I can clinch it with a win tomorrow — that’s nice, but no, not yet! I wanted to go perfect, so I can’t do that anymore, but otherwise I really want to win the tournament.
Going perfect would have meant winning all 7 matches in rapid chess, picking up 21 points (7 x 3) and the maximum possible $52,500 prize money (7 x $7,500). As it happened, Magnus would drop a point and $2,500 against Liem Le, though it didn’t look that way from the first game.
A tense strategic battle suddenly changed its character when Liem went for what Magnus called the “decent practical decision” to play 27…Qxb2, inviting 28.Rb1.
Liem gave up his queen with 28…Qxb1+ 29.Nxb1 Rxb1+ and set about trying to prove he had a fortress. Magnus felt if his opponent had stayed passive it might have worked, but when Liem went for active play it backfired, until the d-pawn became unstoppable.
Magnus was absolutely flying, having won 8 games in a row, but Liem dominated almost from start to finish in Game 2, in which Magnus was the one giving up his queen.
Liem gratefully took the queen and made the rest look relatively easy. Magnus had some chances, but was always fighting an uphill battle before he resigned on move 51.
It felt like Magnus was shaken, and in the next game he had to battle hard to avoid losing with the white pieces. He would later comment:
It was clearly a lot tougher than some of the other matches. It was a combination of him playing a good match and me not really finding my rhythm after the first game, so I’ve got to do better in the last two matches.
Nevertheless, in Game 4 Magnus pushed hard with the black pieces in a bid to clinch the match without tiebreaks. 22…Nf4!, uncovering an attack on the queen on d2, was a fine blow.
Liem was in top form, however, and found the best response 23.exf4! exf4 24.h4! Qxh4 25.Nf5! Qg5 26.Nxh6+!.
Shortly afterwards he took a decision to trade down into a same-coloured bishops endgame, which looked dubious until he managed to hold it with barely any issues. The game ended on move 85.
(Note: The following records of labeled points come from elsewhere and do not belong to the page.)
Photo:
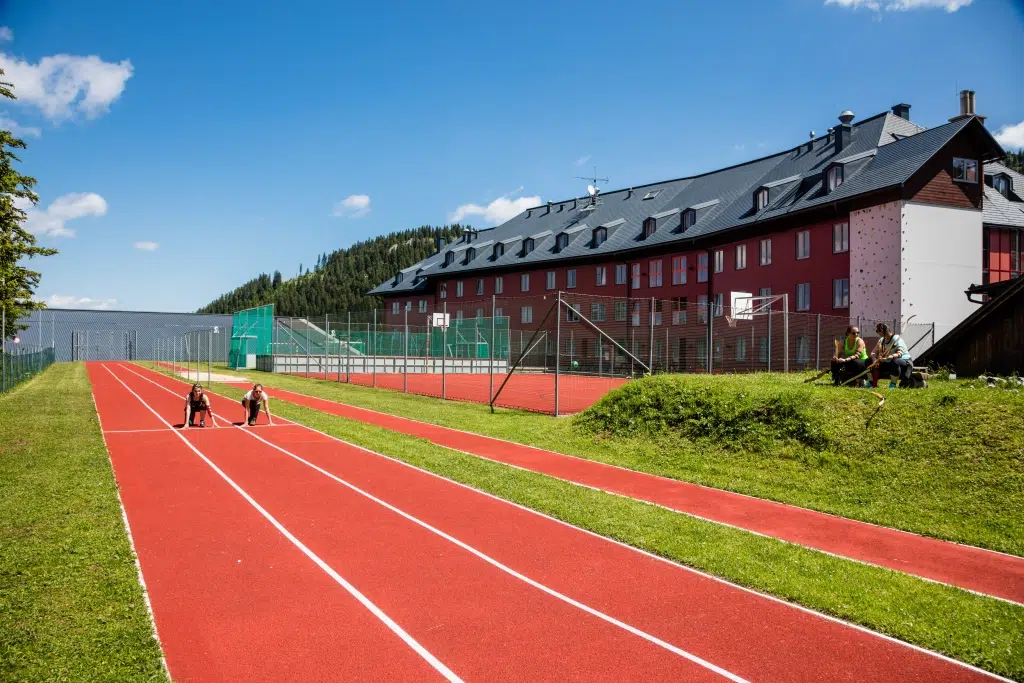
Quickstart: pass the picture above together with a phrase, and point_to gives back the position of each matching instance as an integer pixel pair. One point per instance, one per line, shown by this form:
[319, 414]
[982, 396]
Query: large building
[878, 219]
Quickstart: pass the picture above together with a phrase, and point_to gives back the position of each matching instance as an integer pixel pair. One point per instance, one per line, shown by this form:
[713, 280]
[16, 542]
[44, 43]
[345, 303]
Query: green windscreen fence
[252, 330]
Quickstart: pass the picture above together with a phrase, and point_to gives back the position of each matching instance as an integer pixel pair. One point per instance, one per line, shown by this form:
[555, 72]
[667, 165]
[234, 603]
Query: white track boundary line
[645, 474]
[678, 565]
[496, 563]
[377, 611]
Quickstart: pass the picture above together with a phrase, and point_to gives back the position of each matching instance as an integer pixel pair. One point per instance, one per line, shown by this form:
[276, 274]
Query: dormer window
[834, 177]
[689, 217]
[761, 199]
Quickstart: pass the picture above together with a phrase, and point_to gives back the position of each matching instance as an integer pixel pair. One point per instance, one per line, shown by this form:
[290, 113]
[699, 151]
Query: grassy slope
[71, 604]
[946, 462]
[981, 631]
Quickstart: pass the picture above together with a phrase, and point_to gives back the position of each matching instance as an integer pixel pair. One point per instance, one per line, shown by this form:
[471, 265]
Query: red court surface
[976, 569]
[279, 553]
[523, 390]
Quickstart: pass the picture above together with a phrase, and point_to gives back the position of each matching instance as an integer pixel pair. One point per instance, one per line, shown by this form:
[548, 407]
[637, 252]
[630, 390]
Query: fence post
[558, 345]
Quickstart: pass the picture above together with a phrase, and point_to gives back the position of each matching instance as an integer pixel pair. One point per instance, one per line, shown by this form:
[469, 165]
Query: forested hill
[339, 281]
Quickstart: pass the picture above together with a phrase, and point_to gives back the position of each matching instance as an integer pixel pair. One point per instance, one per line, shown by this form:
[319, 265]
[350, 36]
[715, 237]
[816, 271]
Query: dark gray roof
[873, 160]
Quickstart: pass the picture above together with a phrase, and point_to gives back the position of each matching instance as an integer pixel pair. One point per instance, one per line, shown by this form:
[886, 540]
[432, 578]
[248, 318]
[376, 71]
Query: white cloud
[65, 84]
[6, 123]
[61, 301]
[51, 220]
[502, 209]
[353, 206]
[1011, 136]
[901, 5]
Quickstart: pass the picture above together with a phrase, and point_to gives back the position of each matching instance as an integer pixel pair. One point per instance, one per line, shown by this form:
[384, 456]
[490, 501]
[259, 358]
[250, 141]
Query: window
[965, 170]
[679, 310]
[740, 257]
[620, 311]
[804, 244]
[689, 217]
[761, 199]
[841, 293]
[804, 296]
[834, 177]
[654, 276]
[841, 238]
[678, 269]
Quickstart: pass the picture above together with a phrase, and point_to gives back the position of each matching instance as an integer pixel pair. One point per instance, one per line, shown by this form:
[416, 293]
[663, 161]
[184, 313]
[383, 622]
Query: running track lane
[754, 636]
[985, 571]
[227, 590]
[482, 623]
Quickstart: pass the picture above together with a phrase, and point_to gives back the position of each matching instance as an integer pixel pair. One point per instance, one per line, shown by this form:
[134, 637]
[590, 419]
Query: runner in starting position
[197, 401]
[251, 402]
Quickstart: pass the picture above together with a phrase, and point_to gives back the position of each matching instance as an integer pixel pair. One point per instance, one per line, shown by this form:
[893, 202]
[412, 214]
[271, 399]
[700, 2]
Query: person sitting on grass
[852, 358]
[251, 402]
[197, 402]
[893, 355]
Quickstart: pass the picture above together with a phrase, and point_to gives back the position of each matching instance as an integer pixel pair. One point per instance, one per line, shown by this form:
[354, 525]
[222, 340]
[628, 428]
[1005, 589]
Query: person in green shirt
[851, 356]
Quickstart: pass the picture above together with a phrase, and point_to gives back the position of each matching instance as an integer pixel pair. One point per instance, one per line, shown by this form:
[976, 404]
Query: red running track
[492, 590]
[985, 571]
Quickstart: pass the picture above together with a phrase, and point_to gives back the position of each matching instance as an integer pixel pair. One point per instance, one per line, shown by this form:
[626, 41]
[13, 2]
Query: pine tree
[17, 283]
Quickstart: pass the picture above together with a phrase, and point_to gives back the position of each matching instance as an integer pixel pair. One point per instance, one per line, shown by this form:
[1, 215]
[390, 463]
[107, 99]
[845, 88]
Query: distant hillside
[340, 280]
That meant tiebreaks, and Magnus managed to regroup and win the first game with White, gaining an early positional edge and then never letting go.
When he later commented, “the blitz was really poor”, he was clearly only thinking of the 2nd game, where needing only a draw he completely lost control. He still had chances until the very end, but finally let the b-pawn run free and had to resign.
Magnus also picked White for Armageddon, and felt things were going his way when his opponent went for a line of the Open Ruy Lopez where Magnus got two minor pieces for a rook. Magnus felt it was easier for him to play in a fast game, but a lot turned on one tense moment.
Afterwards Magnus revealed it wasn’t that he was thinking about the exchange sacrifice but that he was trying to calculate 23…Nc5!, which is the best move in the position and one the computer says equalises for Black.
Instead Liem quickly went for 23…Bxf3!?, with Magnus commenting:
Then he just took on f3 immediately, which sort of shocked me. So that rattled me for a little bit, but it felt even after that the position is easier to play for me, and he couldn’t really change gears in time.
The final twist came when Magnus played 32.Rxa4!? (the computer much prefers 32.bxa4) and Le, instead of capturing the rook, went for the tactical 32…e3?
The point was that after 33.Bxe3! Rae8 Black is threatening checkmate, but it turns out simply 34.Bd2 is enough to parry all the threats, while Magnus quickly went for the even better 34.Rf4!, effectively winning the game on the spot. Six moves later and it was all over!
That means Magnus has dropped just one point and has a 4-point lead over Duda and a 5-point lead over Wesley So, the only players who can now catch him.
It’s not all over, however. Praggnanandhaa may not be able to challenge for 1st place himself, but if he wins the Round 6 match then it’s a big opportunity for Duda and So, who play each other.
Only a win in rapid chess is guaranteed to be enough for Magnus, since if he won in blitz and Duda won in rapid chess Duda would be three points behind — and able to close that gap, and get the better tiebreak, by beating Magnus in Sunday’s final round!
The games begin at 12 noon in San Francisco (15:00 ET, 21:00 CET, 01:30 IST).